At the end of the day this is what the ministry of health (NSW) put out. We just deal with what we are told by the ministry. We have guidelines as usual that we need to follow.
Recently NSW resident David asked some probing questions of scientist Thomas Karagiannis, from pathology at Prince of Wales Hospital, NSW. (Click the audio file to hear this interesting interview)
But first some Background on the COVID-19 Test
The reverse transcriptase quantitative polymerase chain reaction (RT-qPCR) test used to identify those people infected with the SARS-CoV-2 virus uses a nasal swab to collect RNA from deep within the nasal cavity of the individual being tested. The RNA is reverse transcribed into DNA and amplified through 40 or more cycles, or until virus is detected. The result is reported as a simple “yes” or “no” answer to the question of whether someone is infected.
Thomas confirms that the number of amplification cycles used in New South Wales range from 40-45. Once a positive test is obtained the sample undergoes genomic sequencing to find the particular strain.
This is very interesting to actually have this number of cycles confirmed as any test with a cycle threshold (CT) above 35 is too sensitive. The test’s threshold is so high that it is said to detect people with the live virus (for which we have no evidence of its isolation ) as well as those with a few genetic fragments left over from a past infection that no longer poses a risk.
Michael Mina, MD, an epidemiologist at the Harvard T.H. Chan School of Public Health states:
It’s like finding a hair in a room after a person left it
As many of us now know it is a test that is incapable of diagnosis
According to Reiner Fuellmich, a leading German lawyer and one of four members of the German Corona Investigative Committee:
Not only are PCR tests expressly not approved for diagnostic purposes, as is correctly noted on leaflets coming with these tests, and as the inventor of the PCR test, Kary Mullis, has repeatedly emphasized. Instead, they’re simply incapable of diagnosing any disease.
The Corman Drosten review report
David asked Karagiannis if he was familiar with the Corman Drosten review report which features 22 scientists who refute the PCR methodology.

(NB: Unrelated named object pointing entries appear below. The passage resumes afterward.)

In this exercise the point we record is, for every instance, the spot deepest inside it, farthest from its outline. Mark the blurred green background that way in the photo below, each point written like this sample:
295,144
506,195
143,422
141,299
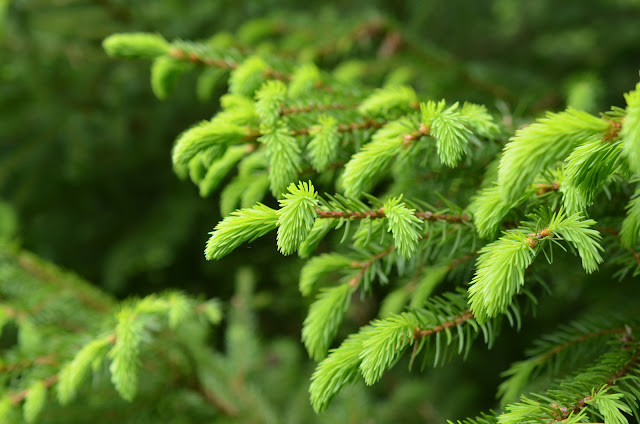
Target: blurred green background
85,171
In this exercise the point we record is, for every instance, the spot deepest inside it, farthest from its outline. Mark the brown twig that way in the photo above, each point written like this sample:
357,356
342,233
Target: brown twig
426,216
465,316
580,404
535,237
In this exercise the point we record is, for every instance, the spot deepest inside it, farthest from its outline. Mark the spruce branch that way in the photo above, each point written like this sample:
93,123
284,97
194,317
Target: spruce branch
574,397
324,317
315,107
630,131
568,340
501,265
541,144
296,216
244,225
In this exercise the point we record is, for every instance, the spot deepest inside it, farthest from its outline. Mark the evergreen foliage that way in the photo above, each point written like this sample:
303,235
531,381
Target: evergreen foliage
427,207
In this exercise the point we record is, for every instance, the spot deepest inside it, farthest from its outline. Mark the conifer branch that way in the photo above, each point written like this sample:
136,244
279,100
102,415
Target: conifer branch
380,213
454,322
293,110
16,398
565,411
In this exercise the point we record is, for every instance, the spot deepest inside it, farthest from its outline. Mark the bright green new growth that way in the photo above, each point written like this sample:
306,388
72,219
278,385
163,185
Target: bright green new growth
583,181
125,353
269,100
206,134
385,343
323,147
448,127
296,216
499,274
369,163
244,225
336,371
630,231
304,79
220,168
247,77
577,231
385,100
74,372
319,266
501,265
324,318
542,144
404,225
630,131
136,45
286,120
165,72
35,401
284,158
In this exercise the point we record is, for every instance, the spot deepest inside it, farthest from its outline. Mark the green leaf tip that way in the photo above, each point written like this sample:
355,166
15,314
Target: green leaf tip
244,225
541,144
296,216
403,224
449,128
269,100
324,318
135,45
74,372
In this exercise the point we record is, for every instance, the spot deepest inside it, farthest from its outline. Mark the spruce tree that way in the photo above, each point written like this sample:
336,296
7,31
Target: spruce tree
465,221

David offered to send the scientist a copy however Karagiannis declined the offer:
Don’t send me anything I won’t read it . We just do what we are told by the Ministry. We have guidelines as usual that we need to follow.

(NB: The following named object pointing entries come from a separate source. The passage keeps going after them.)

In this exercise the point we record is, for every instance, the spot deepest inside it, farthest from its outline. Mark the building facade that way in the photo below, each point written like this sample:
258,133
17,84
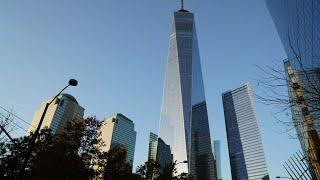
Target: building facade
159,151
298,26
64,109
184,120
247,160
153,143
217,157
305,112
118,130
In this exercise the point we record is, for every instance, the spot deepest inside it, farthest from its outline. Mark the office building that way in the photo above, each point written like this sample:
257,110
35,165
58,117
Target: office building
159,151
184,120
217,157
64,109
153,143
304,103
247,160
118,130
298,26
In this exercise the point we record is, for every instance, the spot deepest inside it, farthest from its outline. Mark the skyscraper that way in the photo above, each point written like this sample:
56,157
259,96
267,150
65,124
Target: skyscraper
298,25
217,157
64,109
246,154
153,143
118,130
304,102
159,151
183,119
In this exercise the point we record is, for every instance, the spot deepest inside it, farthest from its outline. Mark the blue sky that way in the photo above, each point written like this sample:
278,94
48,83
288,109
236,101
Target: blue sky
117,51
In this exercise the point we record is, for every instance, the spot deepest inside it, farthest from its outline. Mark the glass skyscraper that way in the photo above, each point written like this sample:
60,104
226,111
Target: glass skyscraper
217,156
298,25
184,120
159,151
118,130
246,153
63,110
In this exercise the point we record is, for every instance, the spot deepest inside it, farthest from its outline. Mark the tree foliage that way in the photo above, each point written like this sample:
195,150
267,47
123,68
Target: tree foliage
75,154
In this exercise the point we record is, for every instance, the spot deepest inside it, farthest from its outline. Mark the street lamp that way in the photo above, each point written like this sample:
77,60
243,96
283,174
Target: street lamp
72,82
279,177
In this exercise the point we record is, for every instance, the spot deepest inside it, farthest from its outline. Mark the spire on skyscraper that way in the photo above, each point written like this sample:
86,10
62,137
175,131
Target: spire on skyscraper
181,5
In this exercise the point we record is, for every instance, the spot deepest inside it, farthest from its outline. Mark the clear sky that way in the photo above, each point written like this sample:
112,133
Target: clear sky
117,51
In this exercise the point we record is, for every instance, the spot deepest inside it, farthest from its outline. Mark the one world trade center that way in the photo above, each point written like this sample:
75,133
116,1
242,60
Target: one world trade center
184,119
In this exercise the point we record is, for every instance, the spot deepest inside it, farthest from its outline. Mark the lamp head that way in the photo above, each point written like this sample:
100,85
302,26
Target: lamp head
73,82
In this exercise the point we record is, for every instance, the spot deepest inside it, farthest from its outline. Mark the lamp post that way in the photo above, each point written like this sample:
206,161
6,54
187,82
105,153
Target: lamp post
72,82
182,162
279,177
5,131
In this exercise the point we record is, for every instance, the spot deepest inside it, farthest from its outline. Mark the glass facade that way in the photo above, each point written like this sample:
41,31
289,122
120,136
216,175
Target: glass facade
64,109
298,25
164,155
217,156
184,120
246,153
118,130
153,143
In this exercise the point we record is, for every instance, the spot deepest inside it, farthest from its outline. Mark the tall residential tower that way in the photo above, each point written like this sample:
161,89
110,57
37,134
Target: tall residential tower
184,119
246,154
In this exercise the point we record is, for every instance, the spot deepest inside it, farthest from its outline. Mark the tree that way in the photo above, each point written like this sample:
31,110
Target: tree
63,156
6,122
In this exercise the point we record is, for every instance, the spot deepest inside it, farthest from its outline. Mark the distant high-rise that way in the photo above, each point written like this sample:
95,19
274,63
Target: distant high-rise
246,153
64,109
184,119
217,157
118,130
153,143
159,151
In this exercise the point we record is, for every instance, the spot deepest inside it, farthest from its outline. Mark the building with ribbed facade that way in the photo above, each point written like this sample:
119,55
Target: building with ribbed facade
118,130
184,122
247,160
64,109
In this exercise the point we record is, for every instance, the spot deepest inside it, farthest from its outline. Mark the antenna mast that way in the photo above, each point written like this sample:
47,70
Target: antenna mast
181,4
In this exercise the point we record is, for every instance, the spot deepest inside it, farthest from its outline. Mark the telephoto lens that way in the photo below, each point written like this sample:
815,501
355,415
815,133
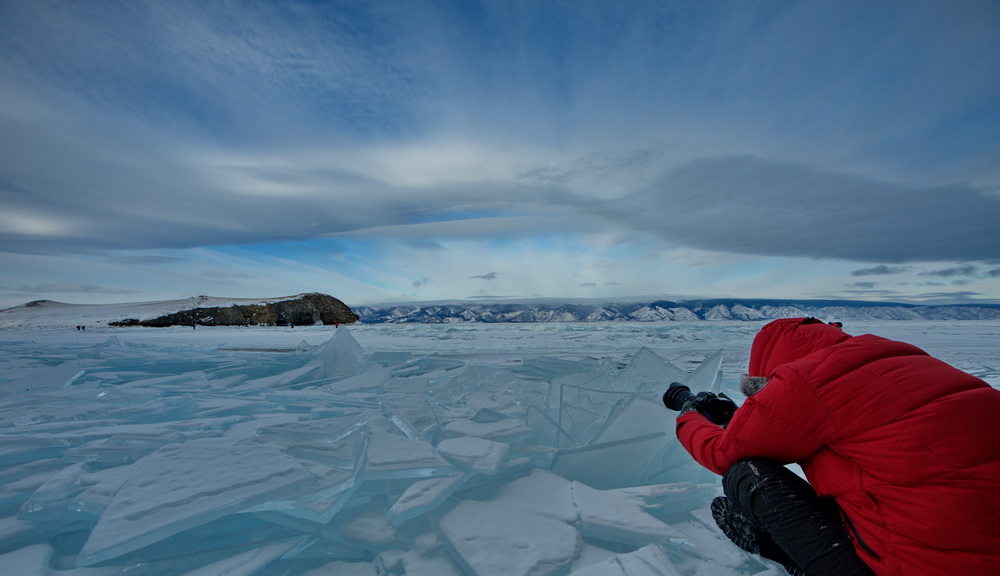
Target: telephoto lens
676,395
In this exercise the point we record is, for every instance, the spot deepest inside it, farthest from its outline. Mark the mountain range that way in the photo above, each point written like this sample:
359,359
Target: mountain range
308,309
669,310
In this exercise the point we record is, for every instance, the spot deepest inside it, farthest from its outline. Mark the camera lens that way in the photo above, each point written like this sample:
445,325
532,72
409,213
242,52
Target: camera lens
675,396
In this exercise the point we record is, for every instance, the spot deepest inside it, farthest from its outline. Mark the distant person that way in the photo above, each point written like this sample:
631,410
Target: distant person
901,452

More on the Corman Drostan review report:
This paper (hereafter referred to as “Corman-Drosten paper”), published by “Eurosurveillance” on 23 January 2020, describes an RT-PCR method to detect the novel Corona virus (also known as SARS-CoV2). After careful consideration, our international consortium of Life Science scientists found the Corman-Drosten paper is severely flawed with respect to its biomolecular and methodological design.
A detailed scientific argumentation can be found in our review “External peer review of the RTPCR test to detect SARS-CoV2 reveals 10 major scientific flaws at the molecular and methodological level: consequences for false positive results”, which we herewith submit for publication in Eurosurveillance.
Background to the Drosten PCR test
At the beginning of January of 2020, based on this very basic knowledge, Mr. Drosten developed his PCR test, which supposedly detects an infection with SARS-COV-2, without ever having seen the real Wuhan virus from China, only having learned from social media reports that there was something going on in Wuhan, he started tinkering on his computer with what would become his corona PCR test. For this, he used an old SARS virus, hoping it would be sufficiently similar to the allegedly new strain of the coronavirus found in Wuhan. Then, he sent the result of his computer tinkering to China to determine whether the victims of the alleged new coronavirus tested positive. They did.
And that was enough for the World Health Organization to sound the pandemic alarm and to recommend the worldwide use of the Drosten PCR test for the detection of infections with the virus now called SARS-COV-2. Drosten’s opinion and advice was – this must be emphasized once again – the only source for the German government when it announced the lockdown as well as the rules for social distancing and the mandatory wearing of masks.
Scientists, politicians and others should not just follow orders. This is not a killer virus. 99.9% of people under 65 survive the virus. This injection is not saving lives. Thousands of people have died worldwide or been seriously injured following this injection (gene therapy).
This has to stop NOW!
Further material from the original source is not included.